錠が湧いてるってことじゃないですか、と俺は聞いた。

彼はびっくりしたような顔をして、それから軽く笑った。

「………………そうかもしれないなあ」


「あの時のフォアグラ、どうだったんですか」

「うん?ああ、大層美味かったらしいぜ。流石俺の肝臓。なあ、君も食べてみるかい?」

「嫌です。あの日以来俺、肉が食べられなくなったんですから」

「………………それは、ごめん」

「謝らないでください」

「…………俺の肉でリハビリする?部位は選ばせてやるから」

「あなたのせいで肉が食えなくなったのにトラウマの上塗りしてどうするんですか」

「逆に、俺の肉が食えるようになったら他の肉も食えるだろう」

「……………なんでそこまで肉を食わせたいんですか」

「そりゃもう、俺の肉は美味しいから。
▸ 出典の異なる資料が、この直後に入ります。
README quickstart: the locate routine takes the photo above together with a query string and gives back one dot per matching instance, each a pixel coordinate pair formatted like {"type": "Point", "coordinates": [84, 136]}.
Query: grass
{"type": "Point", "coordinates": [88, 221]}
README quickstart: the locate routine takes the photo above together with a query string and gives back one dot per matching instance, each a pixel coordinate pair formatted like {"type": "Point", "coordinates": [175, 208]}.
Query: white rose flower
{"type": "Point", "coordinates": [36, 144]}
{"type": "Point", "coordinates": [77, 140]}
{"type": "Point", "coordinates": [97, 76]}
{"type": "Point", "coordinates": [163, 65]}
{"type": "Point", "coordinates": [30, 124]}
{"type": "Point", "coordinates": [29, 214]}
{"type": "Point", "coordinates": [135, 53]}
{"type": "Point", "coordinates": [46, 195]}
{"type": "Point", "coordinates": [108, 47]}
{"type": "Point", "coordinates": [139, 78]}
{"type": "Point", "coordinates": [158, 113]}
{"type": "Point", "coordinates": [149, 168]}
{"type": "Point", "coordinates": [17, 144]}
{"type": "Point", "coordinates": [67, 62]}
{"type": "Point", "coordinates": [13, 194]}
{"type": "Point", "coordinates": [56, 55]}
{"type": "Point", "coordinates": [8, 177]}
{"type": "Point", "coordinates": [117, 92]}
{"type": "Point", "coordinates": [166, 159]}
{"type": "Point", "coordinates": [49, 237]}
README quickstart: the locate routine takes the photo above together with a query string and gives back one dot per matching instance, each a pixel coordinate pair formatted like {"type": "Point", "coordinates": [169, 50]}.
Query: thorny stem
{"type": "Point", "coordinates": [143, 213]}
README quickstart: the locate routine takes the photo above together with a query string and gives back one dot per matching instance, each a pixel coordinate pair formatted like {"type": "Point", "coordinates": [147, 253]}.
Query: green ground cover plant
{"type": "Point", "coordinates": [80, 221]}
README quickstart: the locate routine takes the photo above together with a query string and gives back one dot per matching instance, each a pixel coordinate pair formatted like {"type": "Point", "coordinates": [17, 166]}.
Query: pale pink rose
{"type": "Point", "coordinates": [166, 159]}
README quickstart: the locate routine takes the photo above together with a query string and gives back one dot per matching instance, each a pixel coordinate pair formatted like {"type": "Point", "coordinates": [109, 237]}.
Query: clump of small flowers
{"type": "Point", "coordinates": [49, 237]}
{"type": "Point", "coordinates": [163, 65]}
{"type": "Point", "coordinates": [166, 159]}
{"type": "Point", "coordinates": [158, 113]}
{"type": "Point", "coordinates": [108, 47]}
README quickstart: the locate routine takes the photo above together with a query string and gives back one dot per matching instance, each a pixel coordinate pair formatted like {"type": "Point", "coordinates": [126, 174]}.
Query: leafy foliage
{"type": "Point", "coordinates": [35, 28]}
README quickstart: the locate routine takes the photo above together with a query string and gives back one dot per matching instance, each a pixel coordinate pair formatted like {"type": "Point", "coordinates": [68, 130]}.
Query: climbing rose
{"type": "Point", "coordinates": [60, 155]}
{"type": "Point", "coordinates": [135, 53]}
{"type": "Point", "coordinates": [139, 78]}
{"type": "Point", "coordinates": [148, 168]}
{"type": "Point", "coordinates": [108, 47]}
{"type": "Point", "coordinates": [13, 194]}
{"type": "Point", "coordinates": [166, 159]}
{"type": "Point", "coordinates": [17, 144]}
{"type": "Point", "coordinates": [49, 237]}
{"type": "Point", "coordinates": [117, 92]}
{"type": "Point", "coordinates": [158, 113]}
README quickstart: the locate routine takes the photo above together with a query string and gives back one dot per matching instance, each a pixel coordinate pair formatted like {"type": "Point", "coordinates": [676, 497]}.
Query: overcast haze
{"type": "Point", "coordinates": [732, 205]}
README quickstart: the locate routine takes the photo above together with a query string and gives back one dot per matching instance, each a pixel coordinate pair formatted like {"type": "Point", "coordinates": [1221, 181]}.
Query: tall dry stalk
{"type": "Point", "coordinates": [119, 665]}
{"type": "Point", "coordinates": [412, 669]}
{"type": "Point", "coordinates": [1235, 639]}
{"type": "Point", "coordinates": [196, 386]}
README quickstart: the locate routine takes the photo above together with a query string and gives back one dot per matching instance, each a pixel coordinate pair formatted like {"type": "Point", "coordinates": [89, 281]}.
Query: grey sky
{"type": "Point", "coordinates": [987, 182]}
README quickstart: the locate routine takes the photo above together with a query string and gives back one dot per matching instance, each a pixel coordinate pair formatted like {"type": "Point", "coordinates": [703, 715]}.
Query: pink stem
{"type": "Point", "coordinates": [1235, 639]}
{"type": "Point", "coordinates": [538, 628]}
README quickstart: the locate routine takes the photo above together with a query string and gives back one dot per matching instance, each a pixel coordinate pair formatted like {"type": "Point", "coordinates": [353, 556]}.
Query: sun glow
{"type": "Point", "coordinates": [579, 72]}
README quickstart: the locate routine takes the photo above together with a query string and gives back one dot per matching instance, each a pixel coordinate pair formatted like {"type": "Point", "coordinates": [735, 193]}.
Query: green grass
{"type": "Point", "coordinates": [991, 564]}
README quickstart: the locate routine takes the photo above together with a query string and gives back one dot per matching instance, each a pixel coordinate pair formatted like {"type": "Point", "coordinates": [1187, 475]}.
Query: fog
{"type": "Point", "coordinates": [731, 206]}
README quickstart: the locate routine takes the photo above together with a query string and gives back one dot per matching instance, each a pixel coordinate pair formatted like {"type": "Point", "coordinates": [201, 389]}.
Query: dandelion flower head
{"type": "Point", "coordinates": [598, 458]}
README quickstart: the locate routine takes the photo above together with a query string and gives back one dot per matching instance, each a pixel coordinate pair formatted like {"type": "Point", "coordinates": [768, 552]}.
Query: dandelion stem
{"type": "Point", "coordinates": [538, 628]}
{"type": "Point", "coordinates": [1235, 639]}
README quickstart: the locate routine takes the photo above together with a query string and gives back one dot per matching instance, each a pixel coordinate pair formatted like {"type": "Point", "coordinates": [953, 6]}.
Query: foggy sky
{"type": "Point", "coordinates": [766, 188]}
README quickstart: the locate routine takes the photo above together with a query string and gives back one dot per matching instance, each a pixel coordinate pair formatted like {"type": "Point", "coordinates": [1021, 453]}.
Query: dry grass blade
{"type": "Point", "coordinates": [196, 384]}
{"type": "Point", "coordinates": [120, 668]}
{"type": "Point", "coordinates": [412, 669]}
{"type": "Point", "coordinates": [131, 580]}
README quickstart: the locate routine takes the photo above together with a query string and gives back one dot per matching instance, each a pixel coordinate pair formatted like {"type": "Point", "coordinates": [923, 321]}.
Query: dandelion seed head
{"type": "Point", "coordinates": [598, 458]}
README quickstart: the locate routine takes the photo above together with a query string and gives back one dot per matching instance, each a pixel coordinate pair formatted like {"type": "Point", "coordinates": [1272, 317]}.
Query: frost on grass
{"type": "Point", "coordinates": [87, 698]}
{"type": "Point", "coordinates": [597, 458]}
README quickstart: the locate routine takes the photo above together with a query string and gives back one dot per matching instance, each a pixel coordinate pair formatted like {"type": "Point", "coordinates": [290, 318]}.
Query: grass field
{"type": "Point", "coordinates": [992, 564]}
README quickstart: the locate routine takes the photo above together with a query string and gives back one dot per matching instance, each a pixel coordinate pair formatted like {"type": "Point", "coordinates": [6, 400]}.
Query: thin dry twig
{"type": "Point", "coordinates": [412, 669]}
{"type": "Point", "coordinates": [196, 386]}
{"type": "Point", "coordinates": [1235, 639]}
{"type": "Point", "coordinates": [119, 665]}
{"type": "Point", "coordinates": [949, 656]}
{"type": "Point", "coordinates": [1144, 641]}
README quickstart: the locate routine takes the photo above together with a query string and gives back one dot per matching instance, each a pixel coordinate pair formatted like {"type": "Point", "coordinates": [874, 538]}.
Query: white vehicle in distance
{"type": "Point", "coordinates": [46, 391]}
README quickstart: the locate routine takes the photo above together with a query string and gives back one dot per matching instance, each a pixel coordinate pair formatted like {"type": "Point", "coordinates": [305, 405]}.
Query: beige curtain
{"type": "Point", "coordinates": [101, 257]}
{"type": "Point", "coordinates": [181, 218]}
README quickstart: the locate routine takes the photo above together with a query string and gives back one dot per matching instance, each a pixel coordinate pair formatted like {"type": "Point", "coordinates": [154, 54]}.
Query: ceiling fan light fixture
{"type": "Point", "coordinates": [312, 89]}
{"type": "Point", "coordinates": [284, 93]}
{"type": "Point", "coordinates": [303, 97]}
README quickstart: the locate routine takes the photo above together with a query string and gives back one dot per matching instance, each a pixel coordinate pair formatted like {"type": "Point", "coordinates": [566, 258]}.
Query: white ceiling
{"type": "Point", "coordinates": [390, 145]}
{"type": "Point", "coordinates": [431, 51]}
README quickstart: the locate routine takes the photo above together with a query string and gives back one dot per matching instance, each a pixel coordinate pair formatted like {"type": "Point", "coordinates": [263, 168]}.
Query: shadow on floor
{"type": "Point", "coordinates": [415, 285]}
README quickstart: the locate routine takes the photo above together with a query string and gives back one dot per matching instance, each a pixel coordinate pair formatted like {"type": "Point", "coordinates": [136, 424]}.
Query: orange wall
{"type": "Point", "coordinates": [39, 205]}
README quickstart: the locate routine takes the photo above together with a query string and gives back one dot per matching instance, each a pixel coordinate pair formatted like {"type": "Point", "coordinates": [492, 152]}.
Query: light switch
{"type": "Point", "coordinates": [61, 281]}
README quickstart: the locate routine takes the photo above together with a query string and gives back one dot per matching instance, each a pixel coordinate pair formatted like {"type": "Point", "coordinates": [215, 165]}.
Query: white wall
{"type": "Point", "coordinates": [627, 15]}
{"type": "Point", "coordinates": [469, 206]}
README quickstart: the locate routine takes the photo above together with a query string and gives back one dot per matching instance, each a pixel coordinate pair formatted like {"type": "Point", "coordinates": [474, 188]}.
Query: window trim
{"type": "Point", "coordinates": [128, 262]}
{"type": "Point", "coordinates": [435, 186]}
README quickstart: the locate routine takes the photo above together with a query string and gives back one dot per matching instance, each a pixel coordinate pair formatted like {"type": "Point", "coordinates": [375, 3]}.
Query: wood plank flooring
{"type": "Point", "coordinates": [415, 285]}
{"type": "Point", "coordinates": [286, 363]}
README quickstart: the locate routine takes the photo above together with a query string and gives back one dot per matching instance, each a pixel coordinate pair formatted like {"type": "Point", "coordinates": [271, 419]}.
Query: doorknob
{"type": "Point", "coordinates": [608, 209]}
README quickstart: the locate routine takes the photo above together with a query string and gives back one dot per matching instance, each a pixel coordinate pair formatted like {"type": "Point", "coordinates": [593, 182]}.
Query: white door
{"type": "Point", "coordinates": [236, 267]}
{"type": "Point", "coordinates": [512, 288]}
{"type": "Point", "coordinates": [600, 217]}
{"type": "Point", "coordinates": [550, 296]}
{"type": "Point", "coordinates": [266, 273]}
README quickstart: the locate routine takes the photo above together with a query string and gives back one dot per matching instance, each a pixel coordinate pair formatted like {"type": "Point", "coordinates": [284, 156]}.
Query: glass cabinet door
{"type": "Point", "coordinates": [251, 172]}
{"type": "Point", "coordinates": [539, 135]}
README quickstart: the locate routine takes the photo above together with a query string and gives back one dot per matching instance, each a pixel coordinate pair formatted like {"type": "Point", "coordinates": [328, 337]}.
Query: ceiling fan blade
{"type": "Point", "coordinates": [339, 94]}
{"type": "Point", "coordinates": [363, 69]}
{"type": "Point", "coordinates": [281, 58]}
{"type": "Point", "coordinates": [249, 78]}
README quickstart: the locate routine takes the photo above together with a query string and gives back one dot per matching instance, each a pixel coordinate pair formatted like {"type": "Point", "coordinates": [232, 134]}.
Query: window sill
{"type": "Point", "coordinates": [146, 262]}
それと」

「それと?」

「君みたいな子ほどいっぱい食べて欲しいから」



本当に最悪で身勝手で悪趣味な人だと思う。

けれど、その言葉は一年半前の―――――食を楽しめていた頃の俺に、少なからず響いて。

「…………………あなたの手なんか借りなくても、いつか克服してやりますよ」

絶対に記憶から切り捨ててやるぞと、心に誓ったのだった。